Everyone starts somewhere, and this is something that I’ve got some small experience with and am glad to see you excited about it.

There’s a gap in my analysis that I just realized when I returned to this thread. So a third use case to add to the two identified above:

  1. mTLS between TiddlyWiki and other services (eg: caddy, nginx, etc)
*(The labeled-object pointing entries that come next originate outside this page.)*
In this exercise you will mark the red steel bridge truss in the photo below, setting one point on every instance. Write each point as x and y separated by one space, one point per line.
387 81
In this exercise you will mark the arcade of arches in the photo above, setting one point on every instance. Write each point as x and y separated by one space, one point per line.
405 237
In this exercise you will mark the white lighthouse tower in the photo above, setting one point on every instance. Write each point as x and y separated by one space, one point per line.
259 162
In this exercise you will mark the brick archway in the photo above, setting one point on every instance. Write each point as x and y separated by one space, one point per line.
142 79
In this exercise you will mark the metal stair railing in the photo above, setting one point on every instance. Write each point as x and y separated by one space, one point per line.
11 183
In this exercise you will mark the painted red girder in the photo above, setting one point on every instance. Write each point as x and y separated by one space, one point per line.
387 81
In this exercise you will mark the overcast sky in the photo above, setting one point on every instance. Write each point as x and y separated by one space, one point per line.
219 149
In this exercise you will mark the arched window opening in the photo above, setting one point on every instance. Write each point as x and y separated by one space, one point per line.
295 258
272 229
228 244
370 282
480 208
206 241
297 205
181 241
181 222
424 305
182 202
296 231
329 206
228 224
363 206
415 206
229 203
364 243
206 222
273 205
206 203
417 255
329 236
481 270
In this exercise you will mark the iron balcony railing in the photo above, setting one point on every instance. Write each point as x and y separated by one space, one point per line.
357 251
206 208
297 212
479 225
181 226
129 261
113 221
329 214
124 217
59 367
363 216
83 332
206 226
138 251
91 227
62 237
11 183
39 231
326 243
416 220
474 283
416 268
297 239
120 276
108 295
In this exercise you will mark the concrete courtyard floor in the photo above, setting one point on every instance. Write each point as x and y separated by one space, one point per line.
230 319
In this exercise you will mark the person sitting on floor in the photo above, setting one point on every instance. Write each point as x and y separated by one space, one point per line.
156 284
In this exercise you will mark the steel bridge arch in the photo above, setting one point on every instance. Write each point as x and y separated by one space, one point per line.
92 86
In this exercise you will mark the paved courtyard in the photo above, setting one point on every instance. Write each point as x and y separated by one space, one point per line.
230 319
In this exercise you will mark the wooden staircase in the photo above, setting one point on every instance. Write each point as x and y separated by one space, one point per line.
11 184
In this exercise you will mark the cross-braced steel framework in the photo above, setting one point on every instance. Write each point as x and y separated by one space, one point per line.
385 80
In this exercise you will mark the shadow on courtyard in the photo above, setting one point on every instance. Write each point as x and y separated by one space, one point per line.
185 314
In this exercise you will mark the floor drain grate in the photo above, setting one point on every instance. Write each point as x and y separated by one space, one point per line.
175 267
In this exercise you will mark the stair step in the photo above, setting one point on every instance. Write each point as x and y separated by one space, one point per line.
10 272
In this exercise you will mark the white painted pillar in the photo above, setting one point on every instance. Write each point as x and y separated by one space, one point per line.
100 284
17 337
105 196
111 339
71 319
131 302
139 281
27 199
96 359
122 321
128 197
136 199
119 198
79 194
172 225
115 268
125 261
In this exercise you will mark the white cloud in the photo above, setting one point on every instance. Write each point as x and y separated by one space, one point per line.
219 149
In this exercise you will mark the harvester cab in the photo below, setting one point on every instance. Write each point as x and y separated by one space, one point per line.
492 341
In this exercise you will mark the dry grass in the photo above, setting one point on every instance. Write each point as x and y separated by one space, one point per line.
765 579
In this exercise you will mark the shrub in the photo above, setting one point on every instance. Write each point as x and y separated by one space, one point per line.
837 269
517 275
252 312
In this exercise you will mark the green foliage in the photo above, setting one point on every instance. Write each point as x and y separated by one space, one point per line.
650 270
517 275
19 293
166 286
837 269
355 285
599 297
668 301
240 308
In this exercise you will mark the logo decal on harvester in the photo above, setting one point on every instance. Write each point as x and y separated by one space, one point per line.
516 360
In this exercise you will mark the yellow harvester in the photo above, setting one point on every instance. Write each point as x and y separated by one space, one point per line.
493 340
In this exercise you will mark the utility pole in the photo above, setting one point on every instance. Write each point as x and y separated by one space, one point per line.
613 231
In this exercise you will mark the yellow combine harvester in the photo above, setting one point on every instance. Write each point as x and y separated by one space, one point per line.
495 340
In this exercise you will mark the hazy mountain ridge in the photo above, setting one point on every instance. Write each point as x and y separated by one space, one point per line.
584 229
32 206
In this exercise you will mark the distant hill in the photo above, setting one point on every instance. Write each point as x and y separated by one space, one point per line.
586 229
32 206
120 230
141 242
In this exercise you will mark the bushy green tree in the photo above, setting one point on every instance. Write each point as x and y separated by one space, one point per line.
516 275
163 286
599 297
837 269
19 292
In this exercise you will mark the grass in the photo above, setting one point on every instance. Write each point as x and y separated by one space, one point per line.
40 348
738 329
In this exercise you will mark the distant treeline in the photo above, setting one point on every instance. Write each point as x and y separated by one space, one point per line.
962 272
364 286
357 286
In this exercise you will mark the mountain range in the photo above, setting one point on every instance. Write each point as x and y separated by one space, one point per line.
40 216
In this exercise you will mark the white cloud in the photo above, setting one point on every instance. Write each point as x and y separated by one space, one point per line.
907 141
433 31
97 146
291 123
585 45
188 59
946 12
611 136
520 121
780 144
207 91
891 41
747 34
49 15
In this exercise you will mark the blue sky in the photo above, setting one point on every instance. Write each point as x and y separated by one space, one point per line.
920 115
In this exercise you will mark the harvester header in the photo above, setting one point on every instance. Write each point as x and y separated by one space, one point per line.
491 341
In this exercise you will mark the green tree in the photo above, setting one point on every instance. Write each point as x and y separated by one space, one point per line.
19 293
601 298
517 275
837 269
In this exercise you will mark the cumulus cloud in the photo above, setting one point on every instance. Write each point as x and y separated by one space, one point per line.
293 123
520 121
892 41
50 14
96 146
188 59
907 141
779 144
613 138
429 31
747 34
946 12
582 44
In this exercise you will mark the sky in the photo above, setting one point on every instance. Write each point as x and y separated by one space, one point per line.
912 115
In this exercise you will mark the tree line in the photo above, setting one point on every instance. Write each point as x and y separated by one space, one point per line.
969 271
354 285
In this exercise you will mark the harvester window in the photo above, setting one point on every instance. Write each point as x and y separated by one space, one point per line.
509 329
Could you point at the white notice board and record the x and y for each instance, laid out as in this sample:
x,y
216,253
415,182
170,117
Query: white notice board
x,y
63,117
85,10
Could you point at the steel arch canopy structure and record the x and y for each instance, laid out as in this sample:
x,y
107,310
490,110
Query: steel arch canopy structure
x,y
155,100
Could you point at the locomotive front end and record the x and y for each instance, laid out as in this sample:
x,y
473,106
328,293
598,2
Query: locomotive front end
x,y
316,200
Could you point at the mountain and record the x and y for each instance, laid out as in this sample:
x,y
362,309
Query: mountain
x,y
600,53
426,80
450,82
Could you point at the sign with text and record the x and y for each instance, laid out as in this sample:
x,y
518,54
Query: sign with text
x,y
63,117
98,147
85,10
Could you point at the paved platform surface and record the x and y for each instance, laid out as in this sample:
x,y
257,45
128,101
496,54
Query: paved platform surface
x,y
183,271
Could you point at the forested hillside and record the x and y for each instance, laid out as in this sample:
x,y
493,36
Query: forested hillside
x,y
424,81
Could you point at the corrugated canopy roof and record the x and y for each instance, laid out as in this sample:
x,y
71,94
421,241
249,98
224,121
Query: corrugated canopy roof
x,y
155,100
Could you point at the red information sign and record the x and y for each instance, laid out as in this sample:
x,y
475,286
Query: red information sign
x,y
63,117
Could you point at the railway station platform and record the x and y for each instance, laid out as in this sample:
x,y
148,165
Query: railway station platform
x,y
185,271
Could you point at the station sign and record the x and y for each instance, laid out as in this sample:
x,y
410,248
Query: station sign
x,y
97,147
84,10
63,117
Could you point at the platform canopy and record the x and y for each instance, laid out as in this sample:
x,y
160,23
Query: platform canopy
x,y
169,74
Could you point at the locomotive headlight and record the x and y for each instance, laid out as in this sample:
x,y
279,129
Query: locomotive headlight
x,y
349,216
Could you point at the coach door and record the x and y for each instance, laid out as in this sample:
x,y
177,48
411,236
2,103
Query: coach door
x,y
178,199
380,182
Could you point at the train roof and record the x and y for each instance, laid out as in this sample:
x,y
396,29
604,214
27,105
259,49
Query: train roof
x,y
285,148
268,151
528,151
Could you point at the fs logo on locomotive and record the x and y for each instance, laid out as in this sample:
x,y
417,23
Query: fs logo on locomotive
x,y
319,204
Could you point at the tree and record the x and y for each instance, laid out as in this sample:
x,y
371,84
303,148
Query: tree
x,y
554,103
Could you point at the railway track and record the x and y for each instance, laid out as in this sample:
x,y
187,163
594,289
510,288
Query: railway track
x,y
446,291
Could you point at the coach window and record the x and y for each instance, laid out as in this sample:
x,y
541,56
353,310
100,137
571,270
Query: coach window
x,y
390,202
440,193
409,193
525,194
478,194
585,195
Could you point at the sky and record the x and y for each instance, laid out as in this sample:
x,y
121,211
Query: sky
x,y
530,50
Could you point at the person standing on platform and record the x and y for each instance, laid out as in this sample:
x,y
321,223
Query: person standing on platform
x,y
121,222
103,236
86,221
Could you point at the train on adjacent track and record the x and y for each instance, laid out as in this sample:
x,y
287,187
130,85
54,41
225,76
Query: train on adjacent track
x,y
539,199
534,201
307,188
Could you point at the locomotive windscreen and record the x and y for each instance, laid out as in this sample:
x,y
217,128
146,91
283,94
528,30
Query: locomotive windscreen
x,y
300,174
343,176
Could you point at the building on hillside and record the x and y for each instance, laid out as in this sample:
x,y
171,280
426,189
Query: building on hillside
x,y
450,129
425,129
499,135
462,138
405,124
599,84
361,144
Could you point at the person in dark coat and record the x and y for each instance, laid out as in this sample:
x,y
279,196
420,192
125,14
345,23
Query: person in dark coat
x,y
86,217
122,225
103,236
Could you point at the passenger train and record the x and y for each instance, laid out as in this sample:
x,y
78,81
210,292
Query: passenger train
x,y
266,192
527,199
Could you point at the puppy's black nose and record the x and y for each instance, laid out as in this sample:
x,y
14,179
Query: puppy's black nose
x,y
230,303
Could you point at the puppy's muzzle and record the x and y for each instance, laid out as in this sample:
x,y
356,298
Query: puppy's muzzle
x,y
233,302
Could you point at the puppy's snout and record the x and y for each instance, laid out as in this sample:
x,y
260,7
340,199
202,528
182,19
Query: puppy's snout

The issue that mTLS introduces (which I overlooked above) is that there might be some certificate presented to TiddlyWiki that is not an end-user certificate, but validates that the connection comes from a trusted source. For example, when configuring proxy settings on caddy, it might look like this:

example.com {
    reverse_proxy /wiki/* https://localhost:8443 {
        transport http {
           tls
           tls_client_auth /etc/PKI/example.com/client.crt /etc/PKI/example.com/client.key
        }
    }
}

Just an (unvalidated) example based on reading the documentation, so please don’t try to just copy+paste this for your own deployments without testing! But it shows the point, that the proxy server itself could be sending its own certificate to the upstream server (ie: TiddlyWiki), not the certificate for the end-user. This proxy certificate lets TiddlyWiki know that the connection is coming from a trusted proxy, but doesn’t actually tell it anything about the end-user who is accessing the wiki.

In such a configuration, I expect TiddlyWiki might use the existing WebServer Header Authentication, or HTTP Basic Auth, or the authentication service built in to MWS. For a single sign-on environment, I’d expect the proxy to validate the user certificate and then pass the valid username to the back-end service, which can do authorization based on that. This is really something separate from client certificates in TiddlyWiki itself, since I could already do this with a TLS-terminating proxy that authenticates the user and then proxies to the current Node.js TiddlyWiki on the back-end.

For the moment, the only other component I’ve used in deploying a Node.js install of TiddlyWiki is a reverse proxy, but I wouldn’t be surprised that other people incorporate TiddlyWiki into larger systems. Perhaps scripts or programs integrating with TiddlyWiki via the HTTP API. And what about Tiddlers that fetch content from other services? Putting a client certificate onto that request sounds like an interesting challenge.